Stewart made the remarks on Thursday’s episode of The Problem With Jon Stewart, where he had invited writers Kris Acimovic and Jay Jurden, and Harvard professor Dr. Joan Donovan. In the episode, they discussed the problem of attempts to police “misinformation.”

Spotify has come under fire in recent months because of Rogan’s podcast, which has featured multiple guests with opinions about Covid that contradict the narrative of public health bodies.

The controversy has resulted in a few artists, including Neil Young, India Arie, and Joni Mitchell, removing their music from the platform.

Stewart said that he knows Rogan personally, arguing that it allowed him to “grant more understanding and nuance.”

“The New York Times, right, was a giant purveyor of misinformation, and disinformation,” Stewart continued. “And that’s as vaunted a media organization as you can find, but there was no accountability for them.”

Many mainstream news outlets, including The New York Times, cheered for the Iraq War and published ultimately-false information that justified an invasion.

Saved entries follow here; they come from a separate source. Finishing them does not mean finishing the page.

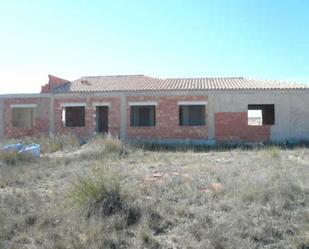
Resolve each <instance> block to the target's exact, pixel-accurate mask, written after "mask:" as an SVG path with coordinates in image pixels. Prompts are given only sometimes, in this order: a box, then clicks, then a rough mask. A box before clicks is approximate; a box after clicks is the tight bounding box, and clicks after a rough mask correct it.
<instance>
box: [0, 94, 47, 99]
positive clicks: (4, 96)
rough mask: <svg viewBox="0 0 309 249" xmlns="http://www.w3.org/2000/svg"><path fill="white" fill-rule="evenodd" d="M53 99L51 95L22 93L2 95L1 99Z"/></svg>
mask: <svg viewBox="0 0 309 249" xmlns="http://www.w3.org/2000/svg"><path fill="white" fill-rule="evenodd" d="M48 97H51V94H49V93H20V94H18V93H17V94H0V99H14V98H48Z"/></svg>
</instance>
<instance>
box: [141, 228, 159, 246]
mask: <svg viewBox="0 0 309 249" xmlns="http://www.w3.org/2000/svg"><path fill="white" fill-rule="evenodd" d="M139 238H140V240H141V242H142V246H143V248H149V249H159V248H161V245H160V243H159V242H158V241H157V240H156V239H155V238H154V237H153V235H152V234H151V231H148V230H147V229H142V230H141V231H140V234H139Z"/></svg>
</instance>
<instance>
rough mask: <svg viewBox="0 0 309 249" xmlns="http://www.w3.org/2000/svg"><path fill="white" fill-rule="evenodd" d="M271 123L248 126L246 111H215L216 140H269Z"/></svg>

But Stewart says he was “very vocal” against it.

“Couldn’t I have gone down and fallen down this – if Viacom or Comedy Central had wanted to censor me – or had wanted to take me off the – look, I’m not owed a platform. Nobody is,” he said, adding, “But my point is, these are shifting sands, and I think I get concerned with, well, who gets to decide?”

“I mean, in the Iraq War, I was on the side of what you would think, on the mainstream, is misinformation. I was promoting what they would call misinformation but it turned out to be right years later,” he continued. “And the establishment media was wrong, and not only were they wrong in some respects, you could make the case that they enabled a war that killed hundreds and hundreds of thousands of people and never paid a price for it and never had accountability.”